Groups Fight Loss Of Daycare For Immigrants
HIGHLAND PARK, NJ – NJ Appleseed, NJ Citizen Action and several health care, consumer, faith, and immigrant rights organizations submitted a motion seeking permission to file an Amici Curiae Brief today in support of plaintiffs in Guaman et al v. Velez, challenging the State’s removal of legally residing immigrants who have not lived in this country for at least five years from the NJ FamilyCare program. Advocates assert that this decision violates the Equal Protection Clause of the NJ Constitution and will negatively impact the physical health of class members and the state’s health care system. Accordingly, they are urging the court to restore NJ FamilyCare assistance to people who were kicked off the program last year in an unfair and discriminatory manner.
“This unlawful cut to NJ FamilyCare is bad public policy and bad health care policy. It essentially gives the state’s stamp of approval on discrimination and denies 12,000 taxpayers access to affordable health care. This means a sicker population cared for at the increased expense of all New Jerseyans,” said Crystal Snedden, Health Care Campaign Coordinator for NJ Citizen Action.
On June 30, 2010 the State removed 12,000 legally residing immigrants who have not lived in the United States for at least five years from NJ FamilyCare. Advocates assert that the State’s action violates the equal protection clause of the NJ Constitution by discriminating against a particular group of people based solely on alienage. Additionally, they cite the serious physical harm that loss of NJ FamilyCare will have on the affected individuals and the burden this decision will have on the already fragile health care system in the state.
“Immigrant communities already face significant barriers to obtaining health insurance including language barriers, difficultly obtaining insurance at affordable rates, and disproportionately lower access to employer-based coverage. Many of those terminated from the NJ FamilyCare program will be unable to find affordable coverage elsewhere, leaving the state burdened with thousands more uninsured lives,” said Renée Steinhagen, Executive Director of New Jersey Appleseed Public Interest Law Center. “New Jersey will pay substantially more in uncompensated care and the affected individuals will suffer from lack of access to regular medical care, solely due to their status as immigrants.”

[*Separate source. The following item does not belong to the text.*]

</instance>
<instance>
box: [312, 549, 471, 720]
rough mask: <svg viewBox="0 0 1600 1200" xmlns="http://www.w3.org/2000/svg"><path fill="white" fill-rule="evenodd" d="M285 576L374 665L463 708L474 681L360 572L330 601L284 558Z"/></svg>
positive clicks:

“It is an outrage that the state has singled out a particular group of people and deemed them ineligible to receive assistance from the NJ FamilyCare program. These are lawfully residing residents of New Jersey who pay taxes just like everyone else,” said Lazaro Cardenas, Steering Committee Member of the Latino Action Network. The state has essentially labeled these people as a disfavored group, further antagonizing the social stigma already experienced by the immigrant population.”
Finally, advocates allege that the State did not engage in the proper “Notice & Comment” process, and thus the public was denied their right to voice their opposition to this decision. “Instead of amending the FamilyCare statute through the legislative process, the Legislature avoided the wrath of the public by handing over the decision to the administration, which in turn enacted an unconstitutional change in policy without engaging the public in the normal notice and comment process, “said Renée Steinhagen. “In this way, amici seek to advance the interests of the plaintiff class in court rather than before the legislature and the administration, where they typically seek to protect the interests of immigrants and secure affordable, quality health insurance for all New Jerseyeans, especially the disadvantaged.”
Signers to the Amici Curiae Brief include: NJ Appleseed, NJ Citizen Action, New Jersey Policy Perspective, Statewide Parent Advocacy Network, BlueWave NJ, Democracia, Family Voices NJ, Lutheran Office of Governmental Ministries, Next Step, South Jersey Now – Alice Paul Chapter, Unitarian Universalist Legislative Ministry of NJ, and Working Families USA-NJ.